<center><b><font size=6>Data Pre-Processing <b><center>

<center><font size=5>    Preprocessing and Normalization<center>


The analysis was performed for different repetition IDs, each corresponding to a separate dataset. 
These datasets were acquired locally on the PC, with one dataset for each repetition ID.
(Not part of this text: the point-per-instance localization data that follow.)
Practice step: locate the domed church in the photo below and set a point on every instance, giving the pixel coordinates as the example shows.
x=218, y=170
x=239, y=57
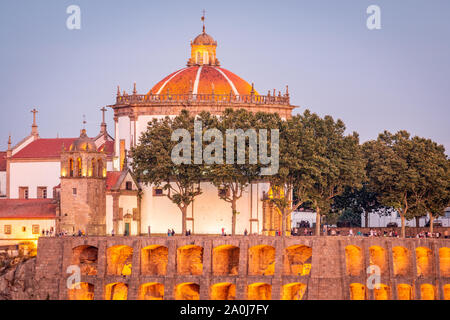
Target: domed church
x=94, y=189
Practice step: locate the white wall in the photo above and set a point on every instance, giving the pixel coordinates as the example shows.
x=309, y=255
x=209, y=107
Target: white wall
x=33, y=175
x=17, y=235
x=210, y=212
x=2, y=183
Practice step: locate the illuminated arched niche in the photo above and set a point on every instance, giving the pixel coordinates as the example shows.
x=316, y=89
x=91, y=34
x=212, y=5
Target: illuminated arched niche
x=446, y=290
x=297, y=260
x=404, y=292
x=190, y=260
x=401, y=260
x=382, y=293
x=119, y=260
x=261, y=260
x=223, y=291
x=225, y=260
x=154, y=259
x=444, y=262
x=427, y=292
x=187, y=291
x=354, y=260
x=378, y=257
x=85, y=257
x=293, y=291
x=84, y=292
x=259, y=291
x=151, y=291
x=358, y=291
x=424, y=258
x=116, y=291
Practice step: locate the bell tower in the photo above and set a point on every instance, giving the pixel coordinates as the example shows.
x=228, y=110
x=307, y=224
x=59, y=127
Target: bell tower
x=83, y=188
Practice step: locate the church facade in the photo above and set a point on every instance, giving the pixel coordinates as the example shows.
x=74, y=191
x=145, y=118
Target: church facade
x=88, y=179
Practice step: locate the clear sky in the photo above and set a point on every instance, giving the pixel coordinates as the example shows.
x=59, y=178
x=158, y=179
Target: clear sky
x=394, y=78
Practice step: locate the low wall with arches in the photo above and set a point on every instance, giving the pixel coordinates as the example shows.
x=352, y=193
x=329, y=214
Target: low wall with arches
x=243, y=267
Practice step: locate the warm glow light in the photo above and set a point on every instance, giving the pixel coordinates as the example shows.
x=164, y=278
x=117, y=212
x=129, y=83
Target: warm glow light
x=404, y=292
x=190, y=260
x=293, y=291
x=354, y=260
x=151, y=291
x=401, y=260
x=382, y=293
x=259, y=291
x=223, y=291
x=444, y=261
x=187, y=291
x=427, y=292
x=423, y=261
x=357, y=291
x=116, y=291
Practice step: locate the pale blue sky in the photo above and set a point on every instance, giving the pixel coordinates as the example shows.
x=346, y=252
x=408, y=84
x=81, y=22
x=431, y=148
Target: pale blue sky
x=393, y=78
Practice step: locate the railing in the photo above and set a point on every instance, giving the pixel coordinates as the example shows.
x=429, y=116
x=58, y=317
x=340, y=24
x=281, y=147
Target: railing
x=201, y=98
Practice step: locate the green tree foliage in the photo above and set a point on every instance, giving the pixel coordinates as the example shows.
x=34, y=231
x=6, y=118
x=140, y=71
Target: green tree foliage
x=359, y=201
x=153, y=165
x=405, y=172
x=233, y=179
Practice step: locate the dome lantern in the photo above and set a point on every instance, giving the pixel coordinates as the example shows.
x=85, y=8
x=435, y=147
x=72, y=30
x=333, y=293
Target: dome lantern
x=203, y=49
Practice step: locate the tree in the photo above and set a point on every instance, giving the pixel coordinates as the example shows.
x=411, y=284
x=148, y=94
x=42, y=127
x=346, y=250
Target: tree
x=233, y=179
x=360, y=201
x=432, y=192
x=337, y=162
x=296, y=154
x=404, y=171
x=153, y=163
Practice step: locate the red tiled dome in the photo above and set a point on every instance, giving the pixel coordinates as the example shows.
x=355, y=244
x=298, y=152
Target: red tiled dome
x=202, y=80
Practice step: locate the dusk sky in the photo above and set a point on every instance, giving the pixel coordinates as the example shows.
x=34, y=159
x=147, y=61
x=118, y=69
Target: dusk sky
x=374, y=80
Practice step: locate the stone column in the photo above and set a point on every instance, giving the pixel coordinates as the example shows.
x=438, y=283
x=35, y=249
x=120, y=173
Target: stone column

The preprocessing steps involve:
1. Cleaning the data
2. Filtering the data
3. Identifying the relevant TCP ports
4. Grouping the data
5. Normalization

Finally, all preprocessed datasets corresponding to different repetition IDs are concatenated into a single DataFrame, 
which will be used for further analysis.


In [1]:
import pandas as pd
import numpy as np
from sklearn.preprocessing import StandardScaler

In [2]:
def process_tcp_stream_analysis(file_names):
    """
    Objectives:
        Step 1: Integrating the features: tcp_srcport and tcp_dstport
        Step 2: Remove columns with source and destination ip addresses
        Step 3: Add new features / Remove unused features
        Step 4: Drop the samples with NaN or infinit values
        Step 5: Reduce the size of dataset by taking the mean value of the features in each group <borowser> <Website> <query> <repetition_id>

        Parameters:
        - file_names: A list of the csv file names in this format ["Merged_TCP_Stream_Analysis_<i>.csv"]. for i being the repetition id of the collected dataset

        Returns:
        - final_df: pandas.DataFrame, the DataFrame with standardized numerical columns.
    """

    # Define the function to identify tcp_port
    def identify_tcp_port(row):
        if int(row['tcp_srcport_mode']) not in [443, 80]:
            return row['tcp_srcport_mode']
        elif int(row['tcp_dstport_mode']) not in [443, 80]:
            return row['tcp_dstport_mode']
        else:
            return None
        
    # Initialize an empty list to store DataFrames
    dfs = []

    # Loop through each file name
    for file_name in file_names:
        # Load the Dataset
        df = pd.read_csv(file_name).dropna().reset_index(drop=True)
        
        ## (Step 1) ##
        #Drop samples where src-port equals dst-port
        filtered_df = df[df['tcp_srcport_mode'] != df['tcp_dstport_mode']].copy()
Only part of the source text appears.